Writing for Manga Life, Ryan Lewis described Kaze Hikaru as "a unique title", praising its engaging story, plot, and characters. Comics Villages Lori Henderson described the manga as "an enjoyable read", and said it is interesting because it shows the history and culture during the Shogunate. It was elected one of the "Most Underrated" manga along with Maoh: Juvenile Remix and Saturn Apartments; Eva Volin stated that despite the necessity for the reader to know something about that period of Japanese history, the reader will "fall in love" with the characters "as they deal with the fall of the samurai way and the rise of modern warfare". Pop Culture Shocks reviewer Katherine Dacey described Kaze Hikaru as "an action-filled drama in the vein of The Rose of Versailles or They Were Eleven", and she praised the political nature of the series because Watanabe discusses the gender constraints in Japan. Reviewing the ninth volume, Isaac Hale, also from Pop Culture Shock, commended the series for keeping the same humor that it had at the beginning. Hale said the art was a "high point" of the manga; he described the character designs as "attractive and unique". Matthew Alexander from Mania appreciated the story's historical setting and the theme of "a woman in a man's world."

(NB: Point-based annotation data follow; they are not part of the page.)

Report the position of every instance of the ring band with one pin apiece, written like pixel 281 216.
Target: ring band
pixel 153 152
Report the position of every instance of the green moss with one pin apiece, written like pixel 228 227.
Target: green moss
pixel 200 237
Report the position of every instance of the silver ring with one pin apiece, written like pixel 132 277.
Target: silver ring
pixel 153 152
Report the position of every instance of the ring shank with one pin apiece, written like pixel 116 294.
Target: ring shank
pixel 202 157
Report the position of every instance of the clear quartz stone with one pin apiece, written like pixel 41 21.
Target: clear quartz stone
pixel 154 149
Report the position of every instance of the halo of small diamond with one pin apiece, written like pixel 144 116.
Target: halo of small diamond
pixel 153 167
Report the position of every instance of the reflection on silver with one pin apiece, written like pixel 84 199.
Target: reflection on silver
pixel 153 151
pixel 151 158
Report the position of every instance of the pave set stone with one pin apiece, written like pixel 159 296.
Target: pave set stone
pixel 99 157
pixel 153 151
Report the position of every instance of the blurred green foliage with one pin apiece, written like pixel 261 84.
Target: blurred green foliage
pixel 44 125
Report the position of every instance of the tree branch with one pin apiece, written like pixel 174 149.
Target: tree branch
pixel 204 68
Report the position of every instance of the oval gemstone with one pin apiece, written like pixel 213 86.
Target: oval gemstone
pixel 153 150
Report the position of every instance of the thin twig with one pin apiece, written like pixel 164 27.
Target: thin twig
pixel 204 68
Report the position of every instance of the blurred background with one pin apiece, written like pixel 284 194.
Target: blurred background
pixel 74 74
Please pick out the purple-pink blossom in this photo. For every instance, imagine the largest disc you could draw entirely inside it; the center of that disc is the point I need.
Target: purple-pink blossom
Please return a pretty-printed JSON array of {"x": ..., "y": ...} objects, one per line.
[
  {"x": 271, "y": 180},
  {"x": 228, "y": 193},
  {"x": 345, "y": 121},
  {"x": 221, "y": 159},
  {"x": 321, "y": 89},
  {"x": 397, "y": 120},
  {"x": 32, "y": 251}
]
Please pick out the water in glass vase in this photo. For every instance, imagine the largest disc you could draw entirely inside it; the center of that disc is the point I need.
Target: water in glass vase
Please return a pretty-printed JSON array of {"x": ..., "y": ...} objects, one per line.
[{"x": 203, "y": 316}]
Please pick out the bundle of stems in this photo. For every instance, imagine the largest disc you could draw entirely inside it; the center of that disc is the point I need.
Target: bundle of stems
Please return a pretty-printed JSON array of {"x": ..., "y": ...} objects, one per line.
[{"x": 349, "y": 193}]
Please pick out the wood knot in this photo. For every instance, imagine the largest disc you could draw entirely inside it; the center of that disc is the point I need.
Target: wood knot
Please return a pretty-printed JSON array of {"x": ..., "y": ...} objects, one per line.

According to Anime News Networks Rebecca Silverman, one of the strengths of Kaze Hikaru is "the meticulous research and fidelity to history that Taeko Watanabe maintains". Silverman praised the manga for being "[r]ich with detail but never overwhelming and full of likeable characters", and said that "this is a manga that goes beyond the norm to bring us a story that we can really sink our teeth into". Holly Ellingwood from Active Anime compared the manga to Rurouni Kenshin and Peacemaker Kurogane, and lauded the series for showing the reader the reality of that historical period. Leroy Douresseaux from Comic Book Bin described it as "James Clavell meets Colleen McCullough", and praised Watanabe's artwork, which he said creates "expressive characters and Oscar-worthy costume design". Douresseaux also said the faces of Watanabe's characters "are so captivating that they have a hypnotic effect on the reader", and that it is impossible to not love them. Sheena McNeil of Sequential Tart called Kaze Hikaru a "fantastic read for any genre", praising its strong female lead, romance, art and comedy. Later, it compared Kaze Hikaru with a novel, and praised the fact that each character has an important role in the series. In a review of volume 12, Patti Martinson mentioned the series for being "soap opera-ish", and said she was still enjoying the characters and the plot. Two volumes later, Holly von Winckel described the manga's male characters looking like women. Marissa Sammy said the 15th volume was "far richer in plot and appeal" than earlier volumes. Wolfen Moondaughter said that when reading the 18th volume, she felt she was reading three volumes, and that there was "a lot packed into this manga".